The Humboldt brothers, the physicists Hermann von Helmholtz and Max Planck, the historian Theodor Mommsen – a row of famous academics greet visitors to the main building of Berlin's Humboldt University. In 2014 a woman joined the ranks of marble and bronze luminaries: the Austrian nuclear physicist Lise Meitner (1878-1968). The life-size jagged bronze statue was created by Berlin sculptor Anna Franziska Schwarzbach. The scientist appears deeply concentrated, engaged in a conversation. In contrast to her male colleagues, Meitner makes do without an armchair, scholarly cloak, lectern or books. It is in fact the first monument to a female academic in the whole of Germany.
Lise Meitner stands, her gaze reaches out as if to her students in a lecture hall. In 1926 she became the first women to be appointed as an associate professor at Berlin University, as it was then called. Her journey to this point was difficult: in Vienna she had to study on her own for her Abitur (university entrance exam) and later secretly listened in on Max Planck's lectures in Berlin, as women were not yet permitted to study at university.
Together with the chemist Otto Hahn, Meitner made pioneering breakthroughs in the realm of experimental nuclear physics.
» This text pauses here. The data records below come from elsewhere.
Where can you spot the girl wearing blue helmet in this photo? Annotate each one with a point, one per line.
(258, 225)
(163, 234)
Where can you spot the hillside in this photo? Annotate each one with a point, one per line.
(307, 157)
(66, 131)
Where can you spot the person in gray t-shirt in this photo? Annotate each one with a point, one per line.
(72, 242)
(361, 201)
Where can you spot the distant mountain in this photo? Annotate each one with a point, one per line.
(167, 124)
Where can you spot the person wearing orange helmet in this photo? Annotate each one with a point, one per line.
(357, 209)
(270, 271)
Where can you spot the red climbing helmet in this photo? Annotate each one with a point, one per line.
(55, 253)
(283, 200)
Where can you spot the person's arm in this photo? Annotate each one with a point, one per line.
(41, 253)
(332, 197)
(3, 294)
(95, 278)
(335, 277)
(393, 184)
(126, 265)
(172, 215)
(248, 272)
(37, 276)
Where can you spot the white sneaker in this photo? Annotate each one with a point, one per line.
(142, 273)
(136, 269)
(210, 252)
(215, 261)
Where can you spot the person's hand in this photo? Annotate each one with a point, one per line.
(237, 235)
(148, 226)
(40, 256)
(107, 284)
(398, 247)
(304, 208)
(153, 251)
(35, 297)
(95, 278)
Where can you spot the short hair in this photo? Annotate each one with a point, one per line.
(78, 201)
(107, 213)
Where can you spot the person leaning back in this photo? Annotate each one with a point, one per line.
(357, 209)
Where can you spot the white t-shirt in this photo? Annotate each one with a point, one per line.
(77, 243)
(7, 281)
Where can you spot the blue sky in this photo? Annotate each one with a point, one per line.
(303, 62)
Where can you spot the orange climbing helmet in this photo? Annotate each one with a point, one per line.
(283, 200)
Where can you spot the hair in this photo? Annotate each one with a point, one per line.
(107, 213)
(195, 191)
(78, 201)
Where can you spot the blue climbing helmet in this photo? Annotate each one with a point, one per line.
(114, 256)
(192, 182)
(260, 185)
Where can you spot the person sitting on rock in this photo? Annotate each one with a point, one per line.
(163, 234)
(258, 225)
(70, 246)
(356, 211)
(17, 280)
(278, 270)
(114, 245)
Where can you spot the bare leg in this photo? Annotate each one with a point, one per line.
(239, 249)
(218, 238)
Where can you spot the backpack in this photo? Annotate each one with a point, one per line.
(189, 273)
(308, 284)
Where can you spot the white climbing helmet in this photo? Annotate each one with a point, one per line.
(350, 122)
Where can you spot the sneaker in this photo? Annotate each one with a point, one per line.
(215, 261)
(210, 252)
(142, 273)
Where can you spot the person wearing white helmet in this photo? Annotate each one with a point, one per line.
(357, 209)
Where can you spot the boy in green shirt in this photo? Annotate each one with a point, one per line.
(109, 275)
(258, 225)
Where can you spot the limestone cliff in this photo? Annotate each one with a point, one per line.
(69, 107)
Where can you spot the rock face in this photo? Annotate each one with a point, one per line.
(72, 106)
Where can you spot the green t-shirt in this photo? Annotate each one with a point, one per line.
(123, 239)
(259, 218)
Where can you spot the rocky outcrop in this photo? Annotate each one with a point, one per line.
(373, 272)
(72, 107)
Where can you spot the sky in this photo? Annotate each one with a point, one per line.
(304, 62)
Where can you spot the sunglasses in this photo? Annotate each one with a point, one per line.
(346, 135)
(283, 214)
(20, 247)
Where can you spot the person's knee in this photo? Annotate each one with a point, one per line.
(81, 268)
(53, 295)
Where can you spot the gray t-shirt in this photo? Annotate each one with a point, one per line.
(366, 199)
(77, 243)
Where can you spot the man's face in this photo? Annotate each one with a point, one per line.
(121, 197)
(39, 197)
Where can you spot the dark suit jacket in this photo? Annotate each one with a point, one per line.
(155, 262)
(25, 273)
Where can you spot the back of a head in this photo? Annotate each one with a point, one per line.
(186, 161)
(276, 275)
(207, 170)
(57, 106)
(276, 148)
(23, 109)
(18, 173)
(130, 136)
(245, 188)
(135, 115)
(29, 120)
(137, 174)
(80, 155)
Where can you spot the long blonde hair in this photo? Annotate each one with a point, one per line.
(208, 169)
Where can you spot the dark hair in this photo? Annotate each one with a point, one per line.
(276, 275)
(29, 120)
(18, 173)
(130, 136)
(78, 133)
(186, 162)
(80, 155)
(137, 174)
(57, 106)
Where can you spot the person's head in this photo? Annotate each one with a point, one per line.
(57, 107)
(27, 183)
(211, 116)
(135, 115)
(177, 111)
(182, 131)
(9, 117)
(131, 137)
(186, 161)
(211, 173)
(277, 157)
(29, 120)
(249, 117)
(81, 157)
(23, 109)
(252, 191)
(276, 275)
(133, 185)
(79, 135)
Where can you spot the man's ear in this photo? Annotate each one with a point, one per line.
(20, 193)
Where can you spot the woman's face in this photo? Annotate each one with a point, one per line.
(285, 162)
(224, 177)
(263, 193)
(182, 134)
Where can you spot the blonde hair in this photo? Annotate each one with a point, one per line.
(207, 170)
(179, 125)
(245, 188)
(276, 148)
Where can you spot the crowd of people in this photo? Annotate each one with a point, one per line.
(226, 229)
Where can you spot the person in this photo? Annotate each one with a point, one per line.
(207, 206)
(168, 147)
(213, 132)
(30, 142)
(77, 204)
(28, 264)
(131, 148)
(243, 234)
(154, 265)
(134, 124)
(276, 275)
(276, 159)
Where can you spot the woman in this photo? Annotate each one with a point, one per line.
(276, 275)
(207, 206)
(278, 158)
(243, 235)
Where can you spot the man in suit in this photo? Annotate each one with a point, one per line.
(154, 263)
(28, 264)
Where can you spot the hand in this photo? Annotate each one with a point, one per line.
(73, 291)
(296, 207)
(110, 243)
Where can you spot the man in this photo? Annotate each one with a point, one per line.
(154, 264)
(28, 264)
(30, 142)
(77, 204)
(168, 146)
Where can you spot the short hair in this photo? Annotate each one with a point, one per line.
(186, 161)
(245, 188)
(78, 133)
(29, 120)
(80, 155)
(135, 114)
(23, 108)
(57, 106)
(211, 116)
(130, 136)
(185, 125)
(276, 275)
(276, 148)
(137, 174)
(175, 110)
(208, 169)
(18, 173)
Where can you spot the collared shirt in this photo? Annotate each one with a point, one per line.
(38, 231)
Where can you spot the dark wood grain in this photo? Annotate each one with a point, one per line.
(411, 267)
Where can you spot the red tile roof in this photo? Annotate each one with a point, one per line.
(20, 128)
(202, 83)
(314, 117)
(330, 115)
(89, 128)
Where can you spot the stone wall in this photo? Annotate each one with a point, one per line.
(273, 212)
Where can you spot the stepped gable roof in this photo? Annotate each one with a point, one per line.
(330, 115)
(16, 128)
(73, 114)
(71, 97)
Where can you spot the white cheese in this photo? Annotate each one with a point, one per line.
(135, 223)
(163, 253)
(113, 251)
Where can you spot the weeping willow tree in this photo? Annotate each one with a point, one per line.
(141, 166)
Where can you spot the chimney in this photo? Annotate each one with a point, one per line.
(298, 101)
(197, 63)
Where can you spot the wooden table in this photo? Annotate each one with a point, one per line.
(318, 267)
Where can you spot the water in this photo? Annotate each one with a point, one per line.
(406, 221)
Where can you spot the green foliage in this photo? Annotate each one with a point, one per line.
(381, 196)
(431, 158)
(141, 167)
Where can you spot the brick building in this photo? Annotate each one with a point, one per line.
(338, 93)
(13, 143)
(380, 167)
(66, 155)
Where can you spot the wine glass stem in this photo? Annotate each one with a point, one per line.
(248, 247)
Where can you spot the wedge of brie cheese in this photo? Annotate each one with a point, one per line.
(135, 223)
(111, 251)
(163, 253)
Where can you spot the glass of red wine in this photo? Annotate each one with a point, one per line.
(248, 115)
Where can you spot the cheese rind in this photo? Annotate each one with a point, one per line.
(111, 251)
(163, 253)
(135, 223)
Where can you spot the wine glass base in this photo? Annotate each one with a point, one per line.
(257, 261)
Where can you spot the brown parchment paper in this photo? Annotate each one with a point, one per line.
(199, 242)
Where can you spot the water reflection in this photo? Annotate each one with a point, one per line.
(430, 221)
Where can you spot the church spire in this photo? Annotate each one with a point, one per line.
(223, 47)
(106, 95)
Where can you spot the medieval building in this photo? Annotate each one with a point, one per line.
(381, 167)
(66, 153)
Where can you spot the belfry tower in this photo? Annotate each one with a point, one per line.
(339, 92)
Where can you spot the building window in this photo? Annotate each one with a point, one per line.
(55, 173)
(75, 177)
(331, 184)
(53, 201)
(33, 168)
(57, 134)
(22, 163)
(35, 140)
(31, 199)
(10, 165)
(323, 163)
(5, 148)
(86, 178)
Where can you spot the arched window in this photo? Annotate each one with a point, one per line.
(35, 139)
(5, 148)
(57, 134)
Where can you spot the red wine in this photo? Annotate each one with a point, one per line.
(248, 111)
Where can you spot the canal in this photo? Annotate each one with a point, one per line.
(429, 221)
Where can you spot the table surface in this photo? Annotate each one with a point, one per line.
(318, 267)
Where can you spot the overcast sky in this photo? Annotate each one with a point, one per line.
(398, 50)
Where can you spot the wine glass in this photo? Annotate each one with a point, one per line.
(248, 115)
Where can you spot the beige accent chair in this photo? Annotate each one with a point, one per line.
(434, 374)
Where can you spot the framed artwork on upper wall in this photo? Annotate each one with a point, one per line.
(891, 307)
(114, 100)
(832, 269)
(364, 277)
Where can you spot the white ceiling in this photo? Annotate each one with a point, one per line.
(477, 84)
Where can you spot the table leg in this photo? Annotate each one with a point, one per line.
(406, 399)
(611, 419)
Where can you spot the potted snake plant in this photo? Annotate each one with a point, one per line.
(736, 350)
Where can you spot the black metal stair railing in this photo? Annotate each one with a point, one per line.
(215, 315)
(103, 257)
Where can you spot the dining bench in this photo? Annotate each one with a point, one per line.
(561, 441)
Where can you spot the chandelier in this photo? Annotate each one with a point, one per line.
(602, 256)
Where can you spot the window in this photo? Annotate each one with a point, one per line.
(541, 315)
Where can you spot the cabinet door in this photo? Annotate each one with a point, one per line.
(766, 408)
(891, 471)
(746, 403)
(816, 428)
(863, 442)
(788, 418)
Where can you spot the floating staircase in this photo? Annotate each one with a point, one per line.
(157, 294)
In 1933 she was banned from teaching due to her Jewish roots. From her exile in Sweden, she provided the theoretical analysis for the nuclear fission of uranium and thorium that Hahn and his assistant Fritz Straßmann discovered and proved in 1938. Later she refused to contribute to the construction of the atomic bomb and was committed to the peaceful use of nuclear energy after the war.